The meeting is the last of the series of regional platforms in the lead-up to the World Conference next March in Sendai, Japan. Second. It is one of the last multi-stakeholder meetings prior to the World Conference, (#WCDRR or 3WCDRR). As such, it's a key opportunity to feed into the drafting process of the second Hyogo Framework for Action (#HFA2).

There is an intense process going on of multiple streams of inputs into the Post-2015 process... and one of these inputs is the HFA2. The second will be a climate change agreement, and the third - the Millenium Development Goals. For more on where we are, I find this diagram really helpful:

Post-2015 process at a glance (Source: www.beyond2015.org)

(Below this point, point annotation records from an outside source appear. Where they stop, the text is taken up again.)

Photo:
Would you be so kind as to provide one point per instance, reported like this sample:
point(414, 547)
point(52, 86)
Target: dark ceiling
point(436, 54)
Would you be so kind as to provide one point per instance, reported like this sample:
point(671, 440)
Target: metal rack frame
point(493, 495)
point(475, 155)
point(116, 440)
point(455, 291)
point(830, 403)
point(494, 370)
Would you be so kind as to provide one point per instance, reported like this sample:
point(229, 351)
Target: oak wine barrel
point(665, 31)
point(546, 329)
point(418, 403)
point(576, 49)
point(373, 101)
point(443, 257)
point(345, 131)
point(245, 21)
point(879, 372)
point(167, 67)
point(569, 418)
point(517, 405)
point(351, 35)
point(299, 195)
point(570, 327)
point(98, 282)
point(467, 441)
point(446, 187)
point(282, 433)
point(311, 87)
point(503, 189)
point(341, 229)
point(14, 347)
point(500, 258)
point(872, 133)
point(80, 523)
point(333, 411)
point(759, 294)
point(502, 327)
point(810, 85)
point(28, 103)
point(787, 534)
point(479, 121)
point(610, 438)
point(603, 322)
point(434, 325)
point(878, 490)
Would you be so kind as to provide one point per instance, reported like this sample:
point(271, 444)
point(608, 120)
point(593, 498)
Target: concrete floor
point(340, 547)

I will be blogging live this week, and will post a number of interviews to give a flavour of the meeting and provide a glimpse of the happenings of the week. I am also conscious that there are a number of people who perhaps are not able to be in Bangkok but would like to, so please feel free to post, tweet or email questions and I will do my best to respond. So in this way I hope that my presence here would serve to help make the process in the road to Sendai just a bit more inclusive.

ขอขอบคุณคุณ - thanks...looking forward to sharing the week with you!